This motion raises important considerations that I understand Mr Barton continues to prosecute, and prosecute well, which is his job and indeed his obligation, and indeed crystal clear from his inaugural speech as being the absolute priority for him as it relates to the stakeholders who are relying upon him to be a conduit for their priorities and their concerns. I am looking forward to that work continuing to happen. I am looking forward to continuing to hear from Mr Barton about the way in which changes to the regulatory and legal landscape continue to evolve, and I am hoping that Mr Barton and indeed the people he represents—the stakeholders and the communities and the interest groups—can understand and recognise that it has been the Andrews Labor government that has delivered the best possible suite of safety and fair work conditions and remuneration to people in these vulnerable situations, to people who deserve better. No amount of trying to squeeze the coalition’s square peg into the round hole of workplace fairness will make it a fact that workers in these industries, these sectors, and indeed their families, do not deserve more and deserve better. On that basis I thank Mr Barton for moving this motion before the house today.
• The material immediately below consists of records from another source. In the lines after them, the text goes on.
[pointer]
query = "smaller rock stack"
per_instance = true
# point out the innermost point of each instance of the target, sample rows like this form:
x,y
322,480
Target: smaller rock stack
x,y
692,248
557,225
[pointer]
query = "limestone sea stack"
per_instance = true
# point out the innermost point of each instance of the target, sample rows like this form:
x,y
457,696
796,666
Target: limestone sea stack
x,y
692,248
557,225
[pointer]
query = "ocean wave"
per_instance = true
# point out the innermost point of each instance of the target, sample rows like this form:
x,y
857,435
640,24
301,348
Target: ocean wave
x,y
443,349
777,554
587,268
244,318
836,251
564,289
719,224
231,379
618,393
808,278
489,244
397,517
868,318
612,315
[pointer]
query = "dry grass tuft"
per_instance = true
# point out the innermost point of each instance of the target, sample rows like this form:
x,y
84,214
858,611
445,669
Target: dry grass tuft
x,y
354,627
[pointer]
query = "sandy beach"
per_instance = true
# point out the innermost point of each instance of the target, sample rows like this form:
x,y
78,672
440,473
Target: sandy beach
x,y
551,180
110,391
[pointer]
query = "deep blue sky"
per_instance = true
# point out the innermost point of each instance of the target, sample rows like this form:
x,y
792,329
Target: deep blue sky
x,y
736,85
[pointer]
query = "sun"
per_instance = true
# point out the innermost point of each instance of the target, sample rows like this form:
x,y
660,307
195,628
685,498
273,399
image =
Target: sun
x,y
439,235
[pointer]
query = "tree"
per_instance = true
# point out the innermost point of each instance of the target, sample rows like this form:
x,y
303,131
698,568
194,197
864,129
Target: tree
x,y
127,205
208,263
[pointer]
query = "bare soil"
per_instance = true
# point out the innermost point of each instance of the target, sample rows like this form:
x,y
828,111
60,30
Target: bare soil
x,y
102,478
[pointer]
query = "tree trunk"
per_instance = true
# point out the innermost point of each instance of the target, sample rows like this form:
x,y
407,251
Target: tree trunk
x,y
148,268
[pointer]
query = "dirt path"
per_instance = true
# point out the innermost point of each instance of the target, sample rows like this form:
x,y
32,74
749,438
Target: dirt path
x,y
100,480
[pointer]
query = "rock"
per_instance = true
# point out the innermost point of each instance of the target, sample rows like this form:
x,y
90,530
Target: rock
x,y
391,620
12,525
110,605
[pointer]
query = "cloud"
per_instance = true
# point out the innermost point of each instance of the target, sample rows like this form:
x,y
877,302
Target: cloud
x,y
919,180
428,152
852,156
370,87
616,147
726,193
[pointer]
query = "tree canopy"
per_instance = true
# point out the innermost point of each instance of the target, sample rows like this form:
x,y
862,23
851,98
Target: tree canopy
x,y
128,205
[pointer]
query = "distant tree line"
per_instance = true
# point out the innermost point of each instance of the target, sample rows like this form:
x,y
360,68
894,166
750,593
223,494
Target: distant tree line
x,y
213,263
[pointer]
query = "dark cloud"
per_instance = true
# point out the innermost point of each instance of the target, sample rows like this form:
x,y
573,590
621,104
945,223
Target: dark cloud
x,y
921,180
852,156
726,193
Mr QUILTY (Northern Victoria) (11:01): I will be brief. I am not going to start off by giving Mr Barton a little pat on the head, as a number of other speakers have done. In what will probably come as no surprise to anyone in the chamber, we do not like what Mr Barton has proposed this morning. I would prefer that he was not having a go, as others have described it. This motion seeks to increase regulation and turn a category of small business people into employees. It will stifle entrepreneurship and innovation, push up costs and make the Victorian economy a little slower, stiffer and less flexible. It is already slow, stiff and inflexible, but this will make it just a little bit worse.
The motion lumps together a number of different types of workers, from rideshare drivers to truck owner-operators. We know that Mr Barton is not a fan of the deregulation of the commercial passenger vehicle market, but the Victorian public are. Anything that moves us back to what is the bad old days of high costs and poor service would be a retrograde step. Owner-drivers of trucks do not exist in an unregulated sector of the economy. They are already very well regulated—many would suggest over-regulated. The Victorian economy does not need this tribunal. Owner-drivers do not need this tribunal. Mr Barton is not a fan of the free market, but we are. The market will solve the problems that this motion identifies. If owner-operators do not think they are well enough paid, they will remove themselves from the market and find something else to do. That is what small business people do. While at one end of the market some may have significant amounts of capital invested, no-one guarantees small business people a profit. They invest their money, and they take their chances trying to earn a profit. As people leave the sector, the supply will drop and the returns to those who remain will increase. Efficient allocation of capital is what the market does best. For the individuals involved this can be unfortunate, but for our society as a whole it drives prosperity and growth. We want more flexibility, not less. The Liberal Democrats do not support this motion.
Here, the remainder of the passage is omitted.